In Spain's north eastern region of Aragón, there is talk of off-loading wind generation into hydrogen production rather than embarking on costly grid reinforcement. In Scotland, an R&D effort is planned to demonstrate how hydrogen can assist with integrating high levels of wind power fully into the electricity network. The experiments, should they go-ahead, will provide a better idea of preferred options and costs of wind-hydrogen systems, many of which are uncertain.

The Aragón plan is the brainchild of regional industry department boss Arturo Aliaga, who is working to set up a special foundation to promote hydrogen production from a wide range of sources, including wind. The idea has already attracted the interest of car manufacturer General Motors. The foundation will draw together regional government departments, private companies and research institutions from around the country "to establish the bases for collaboration," says Santiago Izuel of the Aragón industry department. Izuel expects the foundation to be running within a matter of weeks.

The likely course of development for wind-to-hydrogen production in Aragón would be a small R&D project later followed by larger scale production, says Izuel. Aragón, with over 750 MW of wind power online, called a moratorium on new wind applications in October last year when faced with 25,000 MW of project applications. Grid restrictions have capped immediately foreseeable development at 1500 MW. The theory is that hydrogen production could take up some of the slack as well as providing an offload for excess wind production during periods of low electricity demand. Whether the economics make it practicable remains to be seen.

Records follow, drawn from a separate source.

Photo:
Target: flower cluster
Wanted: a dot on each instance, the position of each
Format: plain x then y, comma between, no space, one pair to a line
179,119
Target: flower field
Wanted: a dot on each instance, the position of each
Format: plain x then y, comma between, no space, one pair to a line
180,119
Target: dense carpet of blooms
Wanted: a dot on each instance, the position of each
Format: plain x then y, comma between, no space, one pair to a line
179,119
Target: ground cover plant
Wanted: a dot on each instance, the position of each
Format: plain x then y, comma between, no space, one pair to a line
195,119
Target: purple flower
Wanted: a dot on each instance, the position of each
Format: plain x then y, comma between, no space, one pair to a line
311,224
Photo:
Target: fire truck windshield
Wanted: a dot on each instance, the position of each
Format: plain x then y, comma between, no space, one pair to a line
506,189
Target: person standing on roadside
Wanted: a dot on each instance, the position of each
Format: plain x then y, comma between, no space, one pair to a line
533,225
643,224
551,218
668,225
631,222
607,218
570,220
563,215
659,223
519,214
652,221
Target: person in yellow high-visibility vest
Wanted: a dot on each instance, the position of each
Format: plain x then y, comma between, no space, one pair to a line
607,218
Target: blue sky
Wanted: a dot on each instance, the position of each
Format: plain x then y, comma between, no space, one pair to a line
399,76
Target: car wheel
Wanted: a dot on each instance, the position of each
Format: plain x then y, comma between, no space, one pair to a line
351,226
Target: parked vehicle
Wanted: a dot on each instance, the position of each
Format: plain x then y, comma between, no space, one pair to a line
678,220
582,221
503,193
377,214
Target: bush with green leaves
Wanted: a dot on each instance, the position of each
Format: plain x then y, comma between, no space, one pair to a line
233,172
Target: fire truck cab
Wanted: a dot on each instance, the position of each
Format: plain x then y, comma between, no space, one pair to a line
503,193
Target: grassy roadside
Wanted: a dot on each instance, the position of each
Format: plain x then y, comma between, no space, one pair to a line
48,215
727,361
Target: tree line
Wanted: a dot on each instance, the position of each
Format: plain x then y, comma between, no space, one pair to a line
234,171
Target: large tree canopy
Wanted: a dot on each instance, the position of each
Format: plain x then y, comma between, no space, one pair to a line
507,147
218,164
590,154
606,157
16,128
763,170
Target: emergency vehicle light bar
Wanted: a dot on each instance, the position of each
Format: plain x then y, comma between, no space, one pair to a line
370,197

"Clearly we are at a very early stage. But [the foundation] marks the beginning of our commitment to a technology with excellent opportunities worldwide," says Izuel. Last summer, Aliaga set the proposal before General Motors (GM) at its headquarters in Detroit. GM's vice president of Research & Development and Planning, Larry Burns, "values positively" the proposal, according to regional newspaper Heraldo de Aragón. GM is among the leaders in developing hydrogen fuel cells for road vehicles and the company has a large factory in Aragón. In lieu of a more concrete answer from GM, Aliaga claims "there have been offers from other companies and institutions."

In Scotland, Hunterston Hydrogen Limited proposes to develop the world's first commercially viable, large scale, wind-hydrogen system in North Ayrshire. The aim is to show how high levels of wind power can integrate fully into electricity networks with the help of hydrogen. Project plans are for 15 wind turbines providing 26.25 MW of generation, a 10 MW electrolysis plant and a 10 MW gas engine (not fuel cells); it is priced at EUR 41 million. Storage capacity is 120 MWh. The likely ratio between "direct" and "indirect" electricity production is not yet clear so estimates of generation costs will have to wait. The aim of the project is to demonstrate how the economic production of clean and green hydrogen fuel (totally carbon free) can be accomplished on a wide scale throughout the UK.